Histórico de cases. Antes de fundar a Setter, boa parte do grupo de sócios formado por Judith Varandas, Bruno Geraldo Bellodi (ingressou na empresa em 2016 e entrou no quadro societário neste ano), Felipe Camargo, Flavia Pareto Conrado e Roberta de Alcantara Machado Sturaro trabalhou junto na Pátria Investimentos. Entre as primeiras investidas da gestora estava a Dasa, com alavancas de crescimento tanto via orgânica, com abertura de unidades, quanto por meio de aquisições. Após estudo de viabilidade, foram executadas 24 aquisições de laboratórios e hospitais, até a empresa fazer seu IPO, em 2004, sendo a primeira empresa de medicina diagnóstica listada na bolsa brasileira. “Quando o Pátria entrou [em 1999], faturava R$ 60 milhões, com 18 unidades em São Paulo. Quando saiu [em 2009], faturava R$ 1,5 bilhão, com 700 unidades no Brasil”, disse Judith, que fez parte do planejamento, da gestão e da execução do projeto.
Essa experiência foi decisiva para o início da Setter, a partir de 2008, quando a saúde foi a propulsora dos negócios da empresa. Uma das transações mais relevantes foi a venda da Intermédica para o fundo americano Bain Capital, que adquiriu 100% da operadora sem sequer ter um time no Brasil. Após a conclusão da negociação, a Setter ficou na cadeira de CEO provisoriamente por um período de seis meses, inclusive. A boutique seguiu com os investidores nos projetos estratégicos, financeiros e de criação de valor, ao mesmo tempo em que realizava 27 aquisições. Já como Grupo NotreDame Intermédica, houve a fusão com a Hapvida, e a Setter participou do início da integração.

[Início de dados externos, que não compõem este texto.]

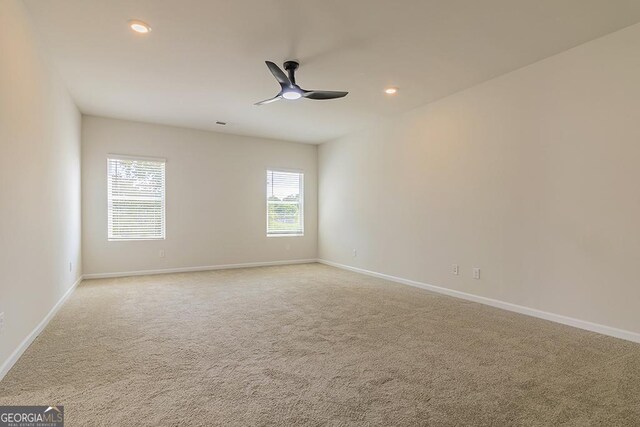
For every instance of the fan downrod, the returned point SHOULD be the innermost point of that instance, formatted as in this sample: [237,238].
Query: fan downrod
[291,67]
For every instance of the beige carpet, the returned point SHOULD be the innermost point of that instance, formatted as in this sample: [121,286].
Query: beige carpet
[314,345]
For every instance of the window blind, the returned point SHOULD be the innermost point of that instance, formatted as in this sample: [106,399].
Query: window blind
[285,204]
[136,198]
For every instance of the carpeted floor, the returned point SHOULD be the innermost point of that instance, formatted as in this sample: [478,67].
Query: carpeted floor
[314,345]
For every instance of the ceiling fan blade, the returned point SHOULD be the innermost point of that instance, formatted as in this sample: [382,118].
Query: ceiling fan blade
[269,101]
[323,94]
[280,76]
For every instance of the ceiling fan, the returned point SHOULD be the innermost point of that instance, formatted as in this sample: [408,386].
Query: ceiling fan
[290,90]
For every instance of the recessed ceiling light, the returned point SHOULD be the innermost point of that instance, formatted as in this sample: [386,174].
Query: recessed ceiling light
[139,26]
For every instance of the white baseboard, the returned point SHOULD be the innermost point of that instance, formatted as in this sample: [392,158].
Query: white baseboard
[200,268]
[558,318]
[8,364]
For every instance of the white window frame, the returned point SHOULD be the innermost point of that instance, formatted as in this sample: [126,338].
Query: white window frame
[266,197]
[164,197]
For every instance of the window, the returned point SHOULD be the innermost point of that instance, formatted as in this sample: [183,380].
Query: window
[135,198]
[285,204]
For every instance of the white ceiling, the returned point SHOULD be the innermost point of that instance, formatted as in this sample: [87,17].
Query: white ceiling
[204,59]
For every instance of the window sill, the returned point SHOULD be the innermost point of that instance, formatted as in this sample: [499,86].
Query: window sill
[137,240]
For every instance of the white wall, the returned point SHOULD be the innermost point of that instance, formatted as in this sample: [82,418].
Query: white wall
[39,182]
[534,177]
[215,197]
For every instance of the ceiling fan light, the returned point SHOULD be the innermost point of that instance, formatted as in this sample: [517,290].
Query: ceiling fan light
[291,94]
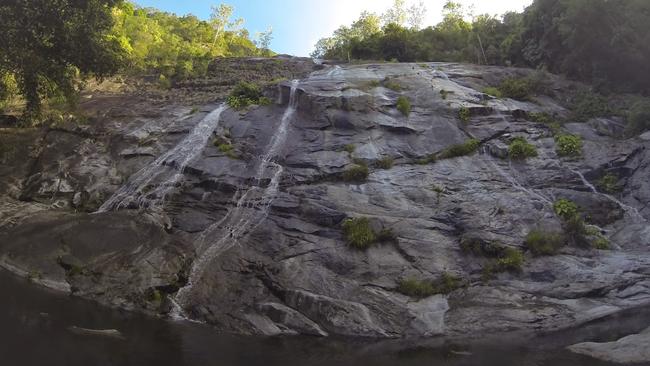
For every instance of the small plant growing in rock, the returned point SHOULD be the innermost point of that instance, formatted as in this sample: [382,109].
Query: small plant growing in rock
[565,209]
[464,114]
[544,243]
[512,260]
[468,147]
[416,288]
[246,94]
[492,91]
[392,85]
[587,105]
[358,233]
[404,105]
[609,183]
[446,284]
[520,149]
[349,148]
[541,117]
[385,163]
[445,93]
[601,243]
[568,145]
[356,173]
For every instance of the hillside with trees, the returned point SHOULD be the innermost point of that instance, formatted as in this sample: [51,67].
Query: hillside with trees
[598,41]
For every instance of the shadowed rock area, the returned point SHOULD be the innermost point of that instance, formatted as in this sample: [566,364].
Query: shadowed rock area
[251,239]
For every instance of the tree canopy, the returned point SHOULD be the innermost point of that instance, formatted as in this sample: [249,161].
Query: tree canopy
[606,42]
[47,44]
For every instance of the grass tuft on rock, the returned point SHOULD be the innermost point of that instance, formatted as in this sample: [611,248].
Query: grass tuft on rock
[568,145]
[542,243]
[520,149]
[404,105]
[468,147]
[356,173]
[359,233]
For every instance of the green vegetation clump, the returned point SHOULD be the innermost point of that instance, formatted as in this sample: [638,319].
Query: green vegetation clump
[349,148]
[516,88]
[358,233]
[468,147]
[568,145]
[404,106]
[385,163]
[587,105]
[420,289]
[541,117]
[492,91]
[356,173]
[464,114]
[638,120]
[246,94]
[544,243]
[609,183]
[445,93]
[565,209]
[392,85]
[520,149]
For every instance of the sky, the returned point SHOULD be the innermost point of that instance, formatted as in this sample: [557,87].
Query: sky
[299,24]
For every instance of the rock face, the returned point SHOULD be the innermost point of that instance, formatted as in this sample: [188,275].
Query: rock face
[250,240]
[631,349]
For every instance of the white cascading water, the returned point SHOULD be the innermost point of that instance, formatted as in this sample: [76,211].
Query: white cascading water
[166,170]
[632,212]
[250,211]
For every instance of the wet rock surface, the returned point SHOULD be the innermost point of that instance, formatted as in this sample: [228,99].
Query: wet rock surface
[252,241]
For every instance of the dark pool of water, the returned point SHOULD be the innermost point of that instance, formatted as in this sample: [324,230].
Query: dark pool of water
[34,331]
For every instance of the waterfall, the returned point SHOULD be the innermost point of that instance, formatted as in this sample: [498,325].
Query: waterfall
[167,169]
[251,209]
[630,211]
[515,183]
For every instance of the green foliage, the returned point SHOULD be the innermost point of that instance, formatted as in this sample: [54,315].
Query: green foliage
[385,163]
[587,105]
[638,120]
[420,289]
[541,242]
[246,94]
[609,183]
[445,93]
[468,147]
[568,145]
[392,85]
[416,288]
[464,114]
[511,260]
[520,149]
[565,209]
[517,88]
[601,243]
[404,105]
[599,41]
[349,148]
[358,233]
[356,173]
[49,47]
[541,117]
[494,92]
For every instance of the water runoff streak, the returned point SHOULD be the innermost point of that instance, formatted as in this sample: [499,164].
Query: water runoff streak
[167,169]
[250,211]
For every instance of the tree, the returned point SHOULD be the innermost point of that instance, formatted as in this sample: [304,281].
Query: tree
[416,14]
[49,45]
[396,14]
[264,40]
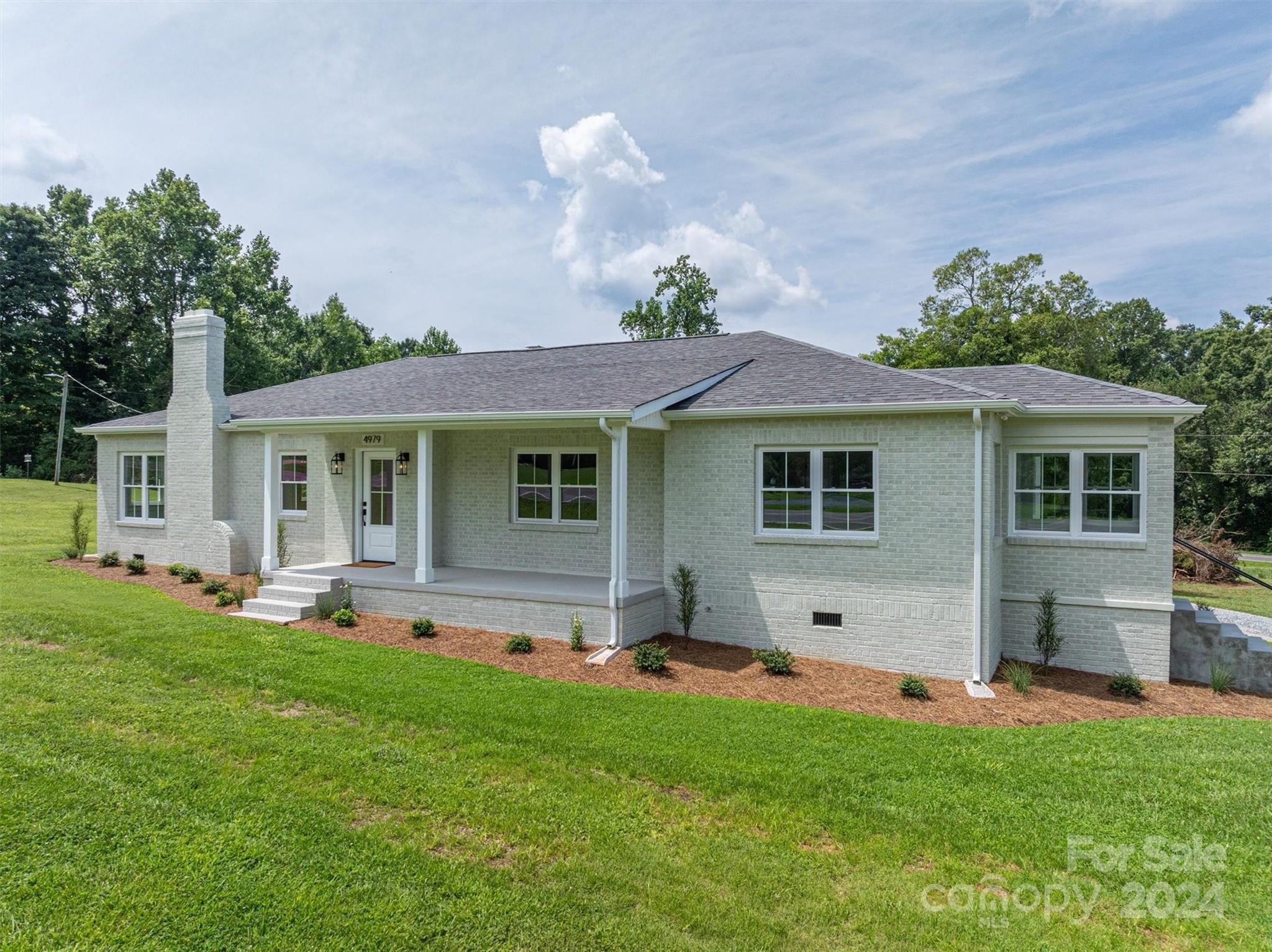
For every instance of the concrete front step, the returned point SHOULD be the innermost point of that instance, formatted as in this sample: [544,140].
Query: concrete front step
[276,609]
[292,592]
[298,580]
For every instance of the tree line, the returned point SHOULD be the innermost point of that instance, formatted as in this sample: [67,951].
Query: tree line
[991,313]
[93,291]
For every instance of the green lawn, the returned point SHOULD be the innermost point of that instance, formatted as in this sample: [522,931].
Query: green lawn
[171,778]
[1238,597]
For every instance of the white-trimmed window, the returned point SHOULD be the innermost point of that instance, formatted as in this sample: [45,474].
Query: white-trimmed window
[294,479]
[815,491]
[555,486]
[142,487]
[1078,492]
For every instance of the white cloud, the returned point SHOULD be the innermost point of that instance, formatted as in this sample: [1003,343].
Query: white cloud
[32,149]
[615,232]
[1255,119]
[1120,9]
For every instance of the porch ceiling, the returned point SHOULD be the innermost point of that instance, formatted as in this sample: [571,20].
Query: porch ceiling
[490,583]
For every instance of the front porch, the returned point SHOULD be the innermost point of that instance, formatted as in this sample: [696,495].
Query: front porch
[502,528]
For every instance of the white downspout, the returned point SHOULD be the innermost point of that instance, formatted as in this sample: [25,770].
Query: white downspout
[977,501]
[617,522]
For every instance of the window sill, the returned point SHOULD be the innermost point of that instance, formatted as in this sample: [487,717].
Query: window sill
[817,540]
[553,528]
[1079,542]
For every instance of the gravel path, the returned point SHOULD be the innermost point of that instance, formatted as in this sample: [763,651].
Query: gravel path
[1248,623]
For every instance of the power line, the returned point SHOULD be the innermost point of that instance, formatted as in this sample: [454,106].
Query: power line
[116,403]
[1211,472]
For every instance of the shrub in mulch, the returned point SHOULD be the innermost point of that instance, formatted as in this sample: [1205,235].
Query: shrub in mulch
[519,645]
[914,687]
[776,660]
[1126,687]
[649,656]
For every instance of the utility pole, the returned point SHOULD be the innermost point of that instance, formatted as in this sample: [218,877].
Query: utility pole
[61,427]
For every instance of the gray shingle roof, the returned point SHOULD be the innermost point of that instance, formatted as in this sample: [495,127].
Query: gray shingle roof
[775,371]
[1043,387]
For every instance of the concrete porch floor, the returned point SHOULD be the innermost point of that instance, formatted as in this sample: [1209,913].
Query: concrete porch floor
[486,583]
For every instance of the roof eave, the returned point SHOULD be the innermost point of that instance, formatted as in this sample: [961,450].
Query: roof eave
[421,420]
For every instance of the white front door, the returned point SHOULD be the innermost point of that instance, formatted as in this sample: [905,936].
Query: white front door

Outro importante case de atuação da Setter foi a entrada na gestão do Cettro – Centro de Câncer de Brasília. “Fizemos o valuation e havia um pipeline de novos negócios. Colocamos em prática e dobramos o valor de mercado em quatro anos”, afirmou Judith. A empresa foi vendida para a gestora de private equity Alothon Group. “Seguimos no projeto e fizemos 11 aquisições de clínicas, de Porto Alegre a Manaus, em três anos.” Atualmente, as iniciativas de saúde representam 25% do faturamento da Setter.
Questões essenciais
O mercado de M&A na saúde está desacelerando?
Segundo Judith Varandas, sócia da Setter, o mercado de fusões e aquisições na saúde passa por um período de maior seletividade após grandes operações realizadas nos últimos anos, mas pode voltar a ganhar força a partir de 2027.
Quais setores da saúde são considerados atraentes para M&A?
Segundo Judith Varandas, saúde mental e fertilização e reprodução humana estão entre os segmentos que apresentam oportunidades. Ela também cita wellness e longevidade como categorias com potencial.
Por que saúde mental e fertilização atraem investidores?
Segundo a executiva, o mercado de fertilização é pulverizado e passa por um processo de consolidação, com grupos maiores adquirindo clínicas menores. A saúde mental também aparece entre os segmentos com oportunidades de consolidação.